Jean-Christophe 08/05/2009 13:41

Ce n'est pas si certain, mon ami. On a souvent besoin d'une main qui guide.

Henri-Pierre 07/05/2009 01:17

Tu l'aurais trouvé, même sans moi Jean-Christophe, il te correspond tellement.

Jean-Christophe 06/05/2009 20:19

Si établir un lien avec un artiste est cheminer de façon quasi quotidienne avec sa musique ou sa peinture, alors, cher Henri-Pierre, il y a effectivement quelque chose qui s'est tissé entre ce grand bonhomme et le petit que je suis, qui fait que j'ose, malgré mes faiblesses, lui prêter un peu ma voix en espérant faire entendre un peu la sienne.Pour ce qui est d'Hubert Robert, plus je connais ses oeuvres et plus j'apprends à l'aimer. Tu sais que c'est en grande partie à toi que je dois sa découverte et je t'en remercie.

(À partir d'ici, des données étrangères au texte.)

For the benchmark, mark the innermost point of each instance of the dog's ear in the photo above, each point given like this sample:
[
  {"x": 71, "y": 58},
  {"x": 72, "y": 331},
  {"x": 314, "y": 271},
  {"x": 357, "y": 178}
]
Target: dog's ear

Jean-Christophe 06/05/2009 20:14

Etant absent hier, chère Marie, et n'ayant repris la ligne que ce soir, je n'ai pas pu profiter pleinement de ce tout nouveau bug Je ne suis pas vraiment certain, en revanche, que ça m'ait beaucoup fait défaut

Jean-Christophe 06/05/2009 20:11

Tu as raison, cher Cyrille, comparons ce qui est comparable, et cessons de faire de l'histoire des Arts par la négative : "Untel n'est pas Unautre" ne mène jamais à rien, car si un Unautre est déjà Unautre, nul n'est besoin qu'Untel lui ressemble. Qu'Untel soit donc considéré pour ce qu'il est et tout le monde s'en portera mieux Bises à toi.